Быстрее, быстрее… Но как, если с каждым шагом дыхание спутника все тяжелее, а его пальцы с каждым шагом все сильнее впиваются в запястье.
Мы неспешно прошли по серой вытертой брусчатке, по белым плитам, вздымающимся над водой в изящном изгибе, по длинному, отделанному перламутровой мозаикой коридору, мимо замерших темными вооруженными истуканами стражников. Кэр все сильнее наваливался на меня, но мы уже дошли до Приемного зала. Лишь на мгновение я задержалась, чтобы поправить закрывающую лицо ткань и вытащить из-за ворота пластинку старшего Корабела. Как сеамни я не имела права присутствовать на этом собрании, но как первый капитан…Почему бы и нет? Не так все страшно и безнадежно на Островах, если известны пути обхода сотен правил и традиций.
Войдем? Страшно… Я боюсь осуждения? Нет, опасаюсь за жизнь мужчины, очень быстро занявшего место в моей жизни.
Еще пара шагов, я откинула плотные синие занавеси… и в грудь сотнями взглядов ударила тишина. Темные глаза, смуглые, непривычно открытые лица. Тяжкое ощущение чужого, пристального и враждебного внимания. Разноцветные одеяния размазались, превращаясь в цветные пятна, неожиданный приступ тошноты заставил замереть, и теперь уже мой саеш, ободряюще прошептав: «Не бойся, скоро все закончится», заставил сделать шаг вперед.
Не хочу, чтобы кончалось все. Мужчина уверенно кивнул в ответ на мой полный ярости взгляд. Поймав отголосок спокойной уверенности, опустила глаза. Хорошо. Если ты так считаешь.
И мы заняли последнее место в ряду выстроившихся у белой стены людей, под узкими длинными стрельчатыми окнами. Кэрдан медленно отстегнул ткань, позволяя ей опасть на грудь изящными складками, и открывая лицо. Среди присутствующих поднялся шепот, лишь усилившийся после того, как лицо открыла я, но разразиться гневными выкриками никто не успел. Хотя коренастый мужчина в коричневом наряде, стоявший совсем рядом, уже открыл было рот, дабы выразить негодование. Служители, ступив в Приемный зал, ударили длинными, обмотанными мягкой тканью колотушками в бронзовые круги, подвешенные на толстых, отполированных до блеска цепях. Гулкий звук, отражаясь от стен, заставил всех замолчать.
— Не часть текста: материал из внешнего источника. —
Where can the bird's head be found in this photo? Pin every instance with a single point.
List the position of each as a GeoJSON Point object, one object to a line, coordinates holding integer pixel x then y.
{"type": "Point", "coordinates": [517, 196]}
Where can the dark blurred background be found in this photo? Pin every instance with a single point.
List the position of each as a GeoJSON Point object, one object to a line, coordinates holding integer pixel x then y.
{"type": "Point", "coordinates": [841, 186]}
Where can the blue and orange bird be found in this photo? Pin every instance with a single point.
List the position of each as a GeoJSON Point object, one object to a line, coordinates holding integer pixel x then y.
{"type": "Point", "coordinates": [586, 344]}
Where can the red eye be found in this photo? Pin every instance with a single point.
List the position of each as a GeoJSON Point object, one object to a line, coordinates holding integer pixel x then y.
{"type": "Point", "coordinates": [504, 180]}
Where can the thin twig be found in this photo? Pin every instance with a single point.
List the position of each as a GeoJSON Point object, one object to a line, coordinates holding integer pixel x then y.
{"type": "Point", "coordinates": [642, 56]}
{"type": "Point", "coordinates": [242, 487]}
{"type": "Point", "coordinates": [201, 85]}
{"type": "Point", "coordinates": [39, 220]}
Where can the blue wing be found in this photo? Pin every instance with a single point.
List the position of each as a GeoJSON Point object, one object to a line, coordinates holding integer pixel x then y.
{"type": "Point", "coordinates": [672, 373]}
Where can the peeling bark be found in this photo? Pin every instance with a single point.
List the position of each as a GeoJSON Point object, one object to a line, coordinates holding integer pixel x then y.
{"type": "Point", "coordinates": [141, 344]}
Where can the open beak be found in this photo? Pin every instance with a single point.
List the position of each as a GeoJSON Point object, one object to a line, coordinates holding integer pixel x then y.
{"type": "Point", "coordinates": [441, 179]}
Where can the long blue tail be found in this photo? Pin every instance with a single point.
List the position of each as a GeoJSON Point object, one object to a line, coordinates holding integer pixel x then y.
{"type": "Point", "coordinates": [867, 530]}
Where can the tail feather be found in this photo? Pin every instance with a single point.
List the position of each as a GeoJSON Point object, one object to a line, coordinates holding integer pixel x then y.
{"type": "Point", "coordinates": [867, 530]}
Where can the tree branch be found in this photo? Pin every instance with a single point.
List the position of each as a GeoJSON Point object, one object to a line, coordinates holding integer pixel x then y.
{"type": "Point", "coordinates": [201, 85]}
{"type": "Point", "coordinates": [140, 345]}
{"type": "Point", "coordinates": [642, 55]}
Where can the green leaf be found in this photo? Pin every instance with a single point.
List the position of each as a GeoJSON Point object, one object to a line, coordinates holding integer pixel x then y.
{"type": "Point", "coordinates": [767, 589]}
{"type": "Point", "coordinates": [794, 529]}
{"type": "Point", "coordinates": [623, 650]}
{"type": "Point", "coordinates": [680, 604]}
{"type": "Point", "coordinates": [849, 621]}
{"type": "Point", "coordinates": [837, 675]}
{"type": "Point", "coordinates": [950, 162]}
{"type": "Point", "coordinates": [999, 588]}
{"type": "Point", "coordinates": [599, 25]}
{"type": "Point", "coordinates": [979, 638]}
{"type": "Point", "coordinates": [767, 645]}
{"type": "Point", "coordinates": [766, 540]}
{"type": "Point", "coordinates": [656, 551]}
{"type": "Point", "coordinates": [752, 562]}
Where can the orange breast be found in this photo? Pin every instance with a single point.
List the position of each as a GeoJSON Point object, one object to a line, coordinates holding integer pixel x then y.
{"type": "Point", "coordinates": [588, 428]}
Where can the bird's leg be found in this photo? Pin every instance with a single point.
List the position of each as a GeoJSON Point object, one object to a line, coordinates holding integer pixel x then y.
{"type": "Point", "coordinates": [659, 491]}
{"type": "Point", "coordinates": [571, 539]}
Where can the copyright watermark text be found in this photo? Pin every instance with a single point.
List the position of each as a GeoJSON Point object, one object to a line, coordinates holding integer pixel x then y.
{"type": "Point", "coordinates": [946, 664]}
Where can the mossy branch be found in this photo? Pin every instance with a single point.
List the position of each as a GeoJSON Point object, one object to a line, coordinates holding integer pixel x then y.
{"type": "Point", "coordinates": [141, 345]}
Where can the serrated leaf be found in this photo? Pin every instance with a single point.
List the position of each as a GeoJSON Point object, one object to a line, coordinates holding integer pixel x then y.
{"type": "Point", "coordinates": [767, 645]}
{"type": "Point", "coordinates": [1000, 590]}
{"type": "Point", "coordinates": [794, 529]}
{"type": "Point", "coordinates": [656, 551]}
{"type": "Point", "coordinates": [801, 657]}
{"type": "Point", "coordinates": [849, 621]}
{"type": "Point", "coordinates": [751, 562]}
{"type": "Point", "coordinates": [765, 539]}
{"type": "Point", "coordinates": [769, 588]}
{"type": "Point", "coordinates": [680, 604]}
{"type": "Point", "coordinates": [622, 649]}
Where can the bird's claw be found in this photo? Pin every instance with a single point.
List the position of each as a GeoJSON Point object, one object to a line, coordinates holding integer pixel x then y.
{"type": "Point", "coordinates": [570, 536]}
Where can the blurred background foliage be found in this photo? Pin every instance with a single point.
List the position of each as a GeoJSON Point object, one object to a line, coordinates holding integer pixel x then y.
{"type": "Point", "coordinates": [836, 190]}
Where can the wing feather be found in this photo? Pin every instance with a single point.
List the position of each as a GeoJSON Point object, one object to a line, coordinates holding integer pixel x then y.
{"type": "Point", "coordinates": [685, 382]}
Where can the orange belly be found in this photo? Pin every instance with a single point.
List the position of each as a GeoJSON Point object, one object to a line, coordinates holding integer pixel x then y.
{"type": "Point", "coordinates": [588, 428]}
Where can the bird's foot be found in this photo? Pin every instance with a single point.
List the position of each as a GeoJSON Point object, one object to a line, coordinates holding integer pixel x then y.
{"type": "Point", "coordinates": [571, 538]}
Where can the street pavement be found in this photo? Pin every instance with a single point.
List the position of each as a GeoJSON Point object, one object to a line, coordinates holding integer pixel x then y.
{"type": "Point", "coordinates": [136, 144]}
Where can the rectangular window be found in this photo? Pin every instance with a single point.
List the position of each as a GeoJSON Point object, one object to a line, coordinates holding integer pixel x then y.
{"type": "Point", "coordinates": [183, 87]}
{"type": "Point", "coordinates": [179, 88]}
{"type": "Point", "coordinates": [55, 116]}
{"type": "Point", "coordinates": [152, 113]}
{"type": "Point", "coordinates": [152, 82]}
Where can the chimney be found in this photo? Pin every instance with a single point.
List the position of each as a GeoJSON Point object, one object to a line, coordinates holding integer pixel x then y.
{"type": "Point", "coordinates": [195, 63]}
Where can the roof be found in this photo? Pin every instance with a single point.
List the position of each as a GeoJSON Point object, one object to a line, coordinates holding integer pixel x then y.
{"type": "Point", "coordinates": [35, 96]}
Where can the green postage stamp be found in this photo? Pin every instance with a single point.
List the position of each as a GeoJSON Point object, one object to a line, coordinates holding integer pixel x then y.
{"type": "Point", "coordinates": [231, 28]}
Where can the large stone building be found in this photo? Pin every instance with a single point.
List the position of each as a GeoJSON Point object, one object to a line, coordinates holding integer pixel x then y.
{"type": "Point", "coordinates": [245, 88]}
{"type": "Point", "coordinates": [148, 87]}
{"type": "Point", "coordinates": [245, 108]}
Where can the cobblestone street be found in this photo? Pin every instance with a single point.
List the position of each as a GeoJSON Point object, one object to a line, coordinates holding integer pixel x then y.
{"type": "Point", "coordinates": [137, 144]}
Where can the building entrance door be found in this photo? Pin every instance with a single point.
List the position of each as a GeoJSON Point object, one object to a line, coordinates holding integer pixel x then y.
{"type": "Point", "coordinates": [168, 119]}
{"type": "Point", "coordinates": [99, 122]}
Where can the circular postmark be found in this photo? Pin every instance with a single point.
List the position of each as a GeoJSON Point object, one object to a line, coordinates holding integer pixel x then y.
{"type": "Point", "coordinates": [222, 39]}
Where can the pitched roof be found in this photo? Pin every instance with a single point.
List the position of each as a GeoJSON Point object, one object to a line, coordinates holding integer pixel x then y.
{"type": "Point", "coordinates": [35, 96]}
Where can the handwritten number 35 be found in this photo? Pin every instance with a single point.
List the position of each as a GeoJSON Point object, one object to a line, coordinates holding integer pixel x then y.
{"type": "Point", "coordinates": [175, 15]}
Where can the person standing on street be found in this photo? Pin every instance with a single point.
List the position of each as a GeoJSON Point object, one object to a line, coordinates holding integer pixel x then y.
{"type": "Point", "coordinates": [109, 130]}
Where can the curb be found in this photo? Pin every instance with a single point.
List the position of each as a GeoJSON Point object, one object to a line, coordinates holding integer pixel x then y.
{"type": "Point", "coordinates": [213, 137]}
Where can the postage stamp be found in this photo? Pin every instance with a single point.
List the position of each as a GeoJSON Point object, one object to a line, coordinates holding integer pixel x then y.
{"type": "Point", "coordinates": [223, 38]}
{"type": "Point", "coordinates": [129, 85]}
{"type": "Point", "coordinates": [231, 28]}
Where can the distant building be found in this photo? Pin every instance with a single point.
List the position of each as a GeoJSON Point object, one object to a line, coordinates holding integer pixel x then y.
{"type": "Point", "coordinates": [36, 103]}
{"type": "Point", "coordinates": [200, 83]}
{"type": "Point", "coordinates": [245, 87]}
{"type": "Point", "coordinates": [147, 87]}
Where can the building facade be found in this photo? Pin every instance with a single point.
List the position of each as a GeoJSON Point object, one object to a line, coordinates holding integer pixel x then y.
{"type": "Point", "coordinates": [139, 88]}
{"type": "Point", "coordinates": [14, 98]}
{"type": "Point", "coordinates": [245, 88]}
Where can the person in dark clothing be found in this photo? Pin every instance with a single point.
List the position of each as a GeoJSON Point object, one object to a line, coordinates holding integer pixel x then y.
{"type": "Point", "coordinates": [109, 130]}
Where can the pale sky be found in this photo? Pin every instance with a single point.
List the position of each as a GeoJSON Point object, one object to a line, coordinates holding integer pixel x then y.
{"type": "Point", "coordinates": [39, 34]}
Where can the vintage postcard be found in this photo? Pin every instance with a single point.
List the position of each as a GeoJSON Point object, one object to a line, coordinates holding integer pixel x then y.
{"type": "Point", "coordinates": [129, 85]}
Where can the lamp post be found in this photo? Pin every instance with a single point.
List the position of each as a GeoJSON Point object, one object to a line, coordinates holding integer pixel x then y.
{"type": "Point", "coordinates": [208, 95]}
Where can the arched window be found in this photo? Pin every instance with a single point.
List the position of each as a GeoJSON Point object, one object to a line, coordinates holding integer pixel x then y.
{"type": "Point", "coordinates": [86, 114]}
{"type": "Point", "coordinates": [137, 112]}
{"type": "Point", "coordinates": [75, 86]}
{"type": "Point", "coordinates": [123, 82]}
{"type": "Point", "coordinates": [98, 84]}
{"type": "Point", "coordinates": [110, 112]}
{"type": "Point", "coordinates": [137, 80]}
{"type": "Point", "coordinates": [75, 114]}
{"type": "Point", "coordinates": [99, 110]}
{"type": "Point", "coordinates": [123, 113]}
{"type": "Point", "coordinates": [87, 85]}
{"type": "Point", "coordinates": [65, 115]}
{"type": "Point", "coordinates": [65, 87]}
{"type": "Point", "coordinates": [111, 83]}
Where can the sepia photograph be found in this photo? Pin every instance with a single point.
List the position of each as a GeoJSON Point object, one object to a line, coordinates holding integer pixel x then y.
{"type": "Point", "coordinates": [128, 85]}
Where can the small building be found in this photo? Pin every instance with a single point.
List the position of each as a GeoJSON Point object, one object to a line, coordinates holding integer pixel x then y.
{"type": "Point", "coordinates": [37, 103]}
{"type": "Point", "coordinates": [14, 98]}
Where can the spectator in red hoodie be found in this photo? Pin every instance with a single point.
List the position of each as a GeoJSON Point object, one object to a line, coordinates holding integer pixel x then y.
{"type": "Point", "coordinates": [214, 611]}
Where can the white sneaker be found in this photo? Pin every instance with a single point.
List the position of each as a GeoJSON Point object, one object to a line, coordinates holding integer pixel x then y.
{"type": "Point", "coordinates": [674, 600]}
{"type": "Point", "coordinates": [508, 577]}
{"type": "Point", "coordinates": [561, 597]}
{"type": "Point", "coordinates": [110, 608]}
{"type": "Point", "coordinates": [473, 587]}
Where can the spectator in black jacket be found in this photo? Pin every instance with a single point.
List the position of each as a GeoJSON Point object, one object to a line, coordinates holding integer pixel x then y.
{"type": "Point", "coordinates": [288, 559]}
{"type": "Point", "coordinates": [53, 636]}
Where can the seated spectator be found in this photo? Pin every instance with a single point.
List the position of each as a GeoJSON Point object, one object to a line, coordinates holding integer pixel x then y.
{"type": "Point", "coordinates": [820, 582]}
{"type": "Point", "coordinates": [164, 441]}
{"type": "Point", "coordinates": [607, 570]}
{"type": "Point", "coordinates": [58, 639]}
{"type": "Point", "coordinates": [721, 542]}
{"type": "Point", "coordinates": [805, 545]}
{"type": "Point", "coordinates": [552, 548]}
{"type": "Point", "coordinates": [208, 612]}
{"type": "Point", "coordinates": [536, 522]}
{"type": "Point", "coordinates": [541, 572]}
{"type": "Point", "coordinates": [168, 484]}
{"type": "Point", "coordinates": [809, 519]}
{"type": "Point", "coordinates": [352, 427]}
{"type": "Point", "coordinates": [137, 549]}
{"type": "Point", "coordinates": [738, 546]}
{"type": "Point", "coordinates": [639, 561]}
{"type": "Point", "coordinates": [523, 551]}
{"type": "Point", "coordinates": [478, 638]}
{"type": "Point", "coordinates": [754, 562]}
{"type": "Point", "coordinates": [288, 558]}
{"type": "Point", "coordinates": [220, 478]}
Синие, расшитые золотом занавеси, расположенные напротив входа, резко раздернулись, и в зал ступил повелитель нашего Ожерелья.
Невысокий, смуглый сухощавый черноволосый мужчина в свободном белом одеянии неспешно вошел, огляделся. На ничуть не побледневшем за восемь лет в чертогах власти, продубленном морем лице отразился категоричный приказ. Как я могу одним взглядом заставить моих людей умереть за наш домашний камень, так и Раттиару невозможно не подчиниться. А если вы попытаетесь, то вам помогут скользнувшие в зал тени в серых легких доспехах. Личная стража… Но до знакомства с ней мы постараемся не доводить. Боги морские, как кружится голова! Отчего мне так плохо?
Все присутствующие, один за другим, под взглядом черных холодных глаз начали опускаться, почти падать на колени, выражая почтение. Кэр, тихо выдохнув, склонился последним, дождавшись, когда на нем остановится пронзительный взгляд саеша Жемчужины. Темно-желтая ткань ритуального одеяния легла на пол жесткими складками. Мужчина расслабился, склонив голову и упершись ладонями в пол. Ждем… Я осторожно коснулась его локтя, прошептав:
– Сейчас будет представление. Будь готов… ты знаешь, что говорить.
Ромиш согласно кивнул, поправил свободные, широкие рукава. А на меня опять накатила тошнота.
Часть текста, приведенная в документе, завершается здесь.